Respondent argues that "[w]hen rent is accepted with knowledge of particular conduct which is claimed to be a default, the acceptance of such rent constitutes a waiver by landlord of the default." [Madison Avenue Leasehold, LLC v. Madison Associates, 30 AD3d 1, 811 NYS2d 47 (2006).] Based on this, Respondent alleges that Petitioner has waived its rights to act on Respondent's default. To the contrary, Petitioner protected itself by including a "no waiver" provision in the lease. Specifically, Paragraph 24 of the lease in pertinent part reads, "The receipt by owner of rent and/or additional rent with knowledge of the breach of any covenant of this lease shall not be deemed a waiver of such breach." [Petitioner's Affirmation in Support of Motion.]

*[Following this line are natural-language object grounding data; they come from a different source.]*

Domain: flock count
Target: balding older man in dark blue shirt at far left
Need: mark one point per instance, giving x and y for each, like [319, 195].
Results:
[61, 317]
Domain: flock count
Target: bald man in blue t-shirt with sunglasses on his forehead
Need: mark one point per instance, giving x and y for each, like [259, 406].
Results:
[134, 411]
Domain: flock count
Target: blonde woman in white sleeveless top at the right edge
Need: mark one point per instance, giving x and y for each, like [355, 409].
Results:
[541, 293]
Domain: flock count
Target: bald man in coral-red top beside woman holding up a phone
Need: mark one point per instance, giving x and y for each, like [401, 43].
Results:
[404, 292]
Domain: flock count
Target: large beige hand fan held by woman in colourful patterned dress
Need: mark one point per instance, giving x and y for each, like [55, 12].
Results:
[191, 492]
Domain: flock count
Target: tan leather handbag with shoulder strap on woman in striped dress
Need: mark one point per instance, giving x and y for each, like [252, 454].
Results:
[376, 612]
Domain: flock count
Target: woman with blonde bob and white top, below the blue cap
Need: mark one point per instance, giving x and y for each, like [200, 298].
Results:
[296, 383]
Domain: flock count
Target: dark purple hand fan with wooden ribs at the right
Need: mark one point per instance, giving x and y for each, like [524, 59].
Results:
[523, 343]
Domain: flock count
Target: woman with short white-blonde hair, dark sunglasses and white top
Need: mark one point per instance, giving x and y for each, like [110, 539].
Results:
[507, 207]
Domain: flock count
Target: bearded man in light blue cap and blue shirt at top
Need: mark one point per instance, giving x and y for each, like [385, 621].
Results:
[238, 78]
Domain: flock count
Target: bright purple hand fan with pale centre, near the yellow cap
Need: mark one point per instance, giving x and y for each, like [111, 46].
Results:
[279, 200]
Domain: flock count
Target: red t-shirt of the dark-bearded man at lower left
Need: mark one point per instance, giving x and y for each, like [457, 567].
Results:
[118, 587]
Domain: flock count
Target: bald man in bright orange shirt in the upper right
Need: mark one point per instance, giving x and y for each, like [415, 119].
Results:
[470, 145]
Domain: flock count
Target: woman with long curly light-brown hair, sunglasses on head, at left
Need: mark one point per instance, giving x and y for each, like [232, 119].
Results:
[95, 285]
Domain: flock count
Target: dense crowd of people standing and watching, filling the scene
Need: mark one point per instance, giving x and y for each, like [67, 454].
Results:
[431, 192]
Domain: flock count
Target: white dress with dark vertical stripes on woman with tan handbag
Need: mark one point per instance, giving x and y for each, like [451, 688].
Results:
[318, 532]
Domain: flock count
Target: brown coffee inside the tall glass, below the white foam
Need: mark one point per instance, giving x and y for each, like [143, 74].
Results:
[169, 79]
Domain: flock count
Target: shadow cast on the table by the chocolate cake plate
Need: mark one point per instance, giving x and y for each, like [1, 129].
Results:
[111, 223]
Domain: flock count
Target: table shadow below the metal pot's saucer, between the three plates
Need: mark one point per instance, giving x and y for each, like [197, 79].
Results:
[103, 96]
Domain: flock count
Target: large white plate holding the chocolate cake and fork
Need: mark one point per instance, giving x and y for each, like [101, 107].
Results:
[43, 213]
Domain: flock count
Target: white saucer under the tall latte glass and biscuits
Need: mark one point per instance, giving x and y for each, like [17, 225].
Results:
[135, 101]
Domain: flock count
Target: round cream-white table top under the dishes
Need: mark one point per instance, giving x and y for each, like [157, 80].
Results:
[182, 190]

The treatise of Daniel Finkelstein and Lucas A. Ferrara, Landlord and Tenant Practice in New York, section 4:263 (West 2009) states:
Landlords do not always or consistently enforce every provision of a lease. Prior failures to enforce a lease covenant could waive the tenant's subsequent compliance and foreclose certain grounds for future termination of the tenancy. To avoid this possibility, landlords often include language providing that a failure to require strict compliance with the conditions of the agreement shall not constitute a waiver of enforcement of the condition in the future. Such a provision often protects landlords when rent is accepted with knowledge of a lease violation.
Thus, petitioner's acceptance of late rental payments, with knowledge of the rent defaults, does not constitute the landlord's waiver of the default.
Case law supports the finding herein. For example, in Monarch Information Services, Inc. v. 161 William Associates, even though rent had been accepted, a lease provision precluded a holding of waiver. [ 103 AD2d 703, 477 NYS2d 650 (1984).] Analogously, in Rodking Service Station, Inc. v. Gribin, rent had been accepted for four months. [ 109 AD2d 873, 486 NYS2d 786 (1985).] The landlord had knowledge of the tenant's violation. [ Id.] However, this was found not to constitute waiver because the lease contained a provision that reserved the rights of the landlord regardless of whether the landlord required strict performance of the lease. [ Id.] Heartland Associates v. Adam Oser Inc. held that a "no waiver" clause defeated any claim of waiver as a matter of law. [ 2003 WL 22757714 (2003).]
Conclusion
Petitioner is awarded a judgment of possession with the warrant stayed until December 31, 2010. This matter is set down for an inquest on all outstanding sums owed, including legal fees, for December 15, 2010.